Pakistan: Majida Rizvi

The first woman to have been appointed a high court judge in Pakistan, Majida Rizvi is a tireless campaigner for gender equality, upholding neglected constitutional prowomen provisions.

— Majida Rizvi

Majida Rizvi (born 1937) has the unique honor of having been the first woman to serve as a judge in a high court in Pakistan. A tireless campaigner for women's legal rights for the past three-and-a-half decades, Majida is a role model for young women lawyers. In her current position as chairperson of the National Commission for the Status of Women in Pakistan, she has worked hard to educate politicians, other opinion-makers, and the public about the urgent need to reform a slew of laws that discriminate against women.

When Majida Rizvi's family finally relented, the law and political science graduate from Karachi became a lawyer in the 1960s, a time when women lawyers were rare. Majida remembered the day a client was openly skeptical. "What will this girl do?" he asked one of her seniors. When the client's case was brought to court, the senior lawyer was busy, so Majida handled it–and won. The client apologized. Such experiences helped make Majida a campaigner for gender equality. Appointed a judge of the Sindh High Court in 1994, she delivered landmark judgments that upheld the rights of women against discriminatory state practices, which were in contravention of the Constitution. As chairperson since March 2002 of the National Commission for the Status of Women in Pakistan, a government organization, Majida has traveled throughout the country collecting data on laws that discriminate against women.

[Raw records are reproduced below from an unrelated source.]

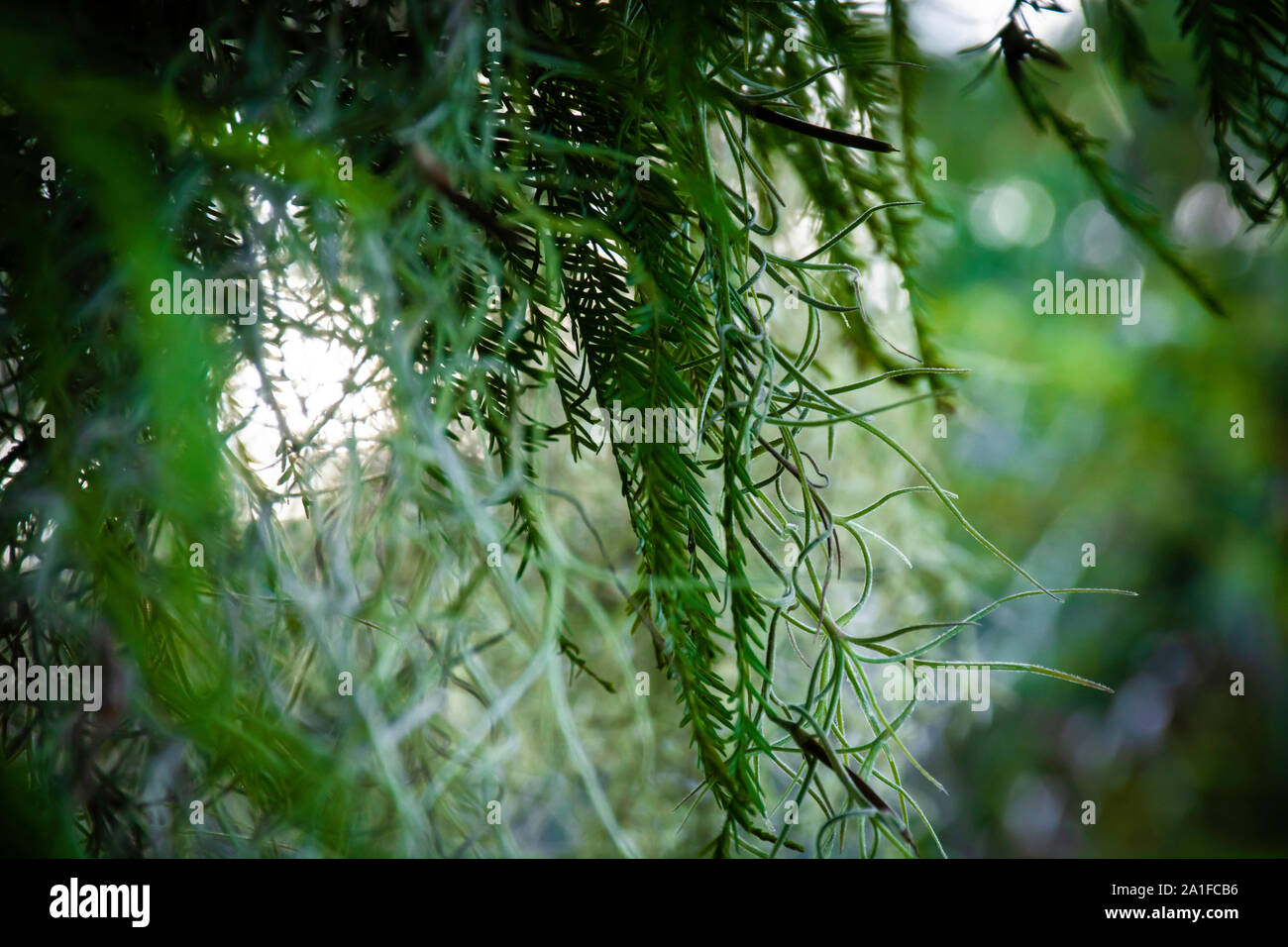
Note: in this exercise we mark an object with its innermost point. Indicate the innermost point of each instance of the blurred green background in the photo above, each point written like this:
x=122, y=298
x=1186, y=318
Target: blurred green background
x=1078, y=429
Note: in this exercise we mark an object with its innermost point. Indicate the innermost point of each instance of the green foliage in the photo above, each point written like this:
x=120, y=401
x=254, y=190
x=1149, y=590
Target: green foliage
x=492, y=146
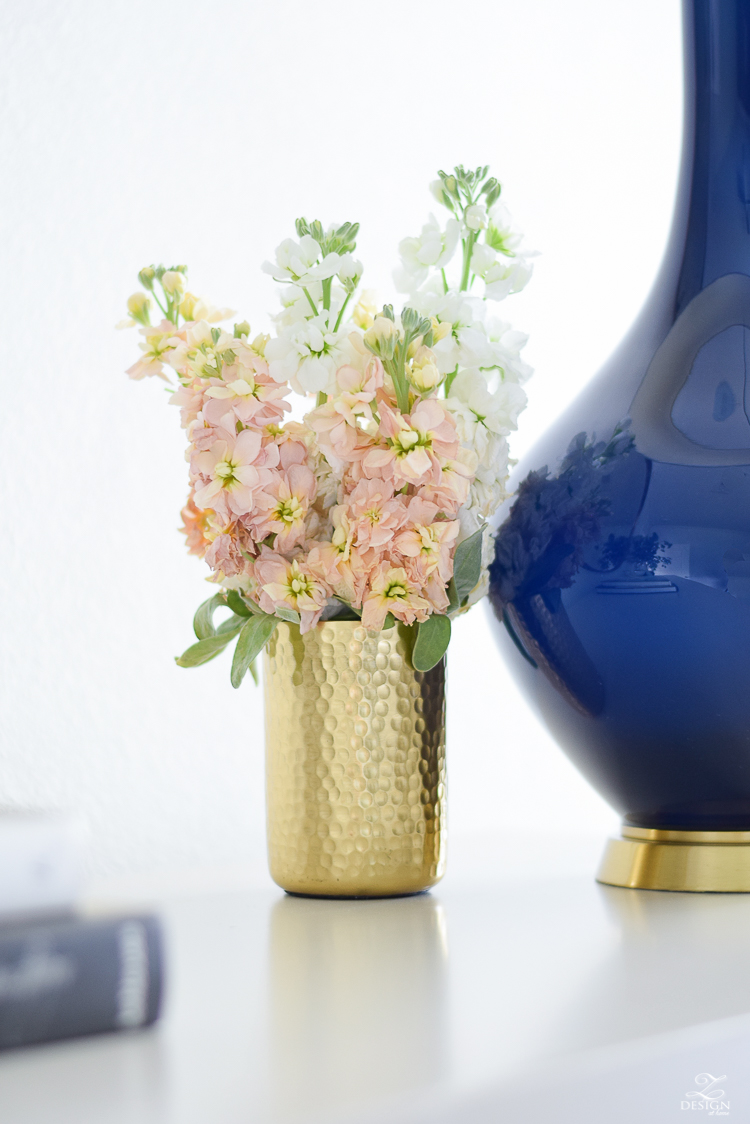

She has also held seminars and workshops to dialogue with different groups on the subject. Majida's contention is that Islam confers rights on women that are denied to them by laws currently in force in Pakistan. Her greatest achievement has been to help bring the debate on these issues to the forefront of national life. Parliament has placed them on its agenda, and the president and prime minister have been obliged to ask for further study and research. Majida has sometimes clashed with the religious establishment, which has stood against the repeal of laws like the Hudood Ordinance introduced in the name of Islam by the 1980s martial law regime. Religious groups opposed to Majida's arguments have been doing their own "negative research" on this subject. Even though her security has sometimes been under threat, it has left her unfazed.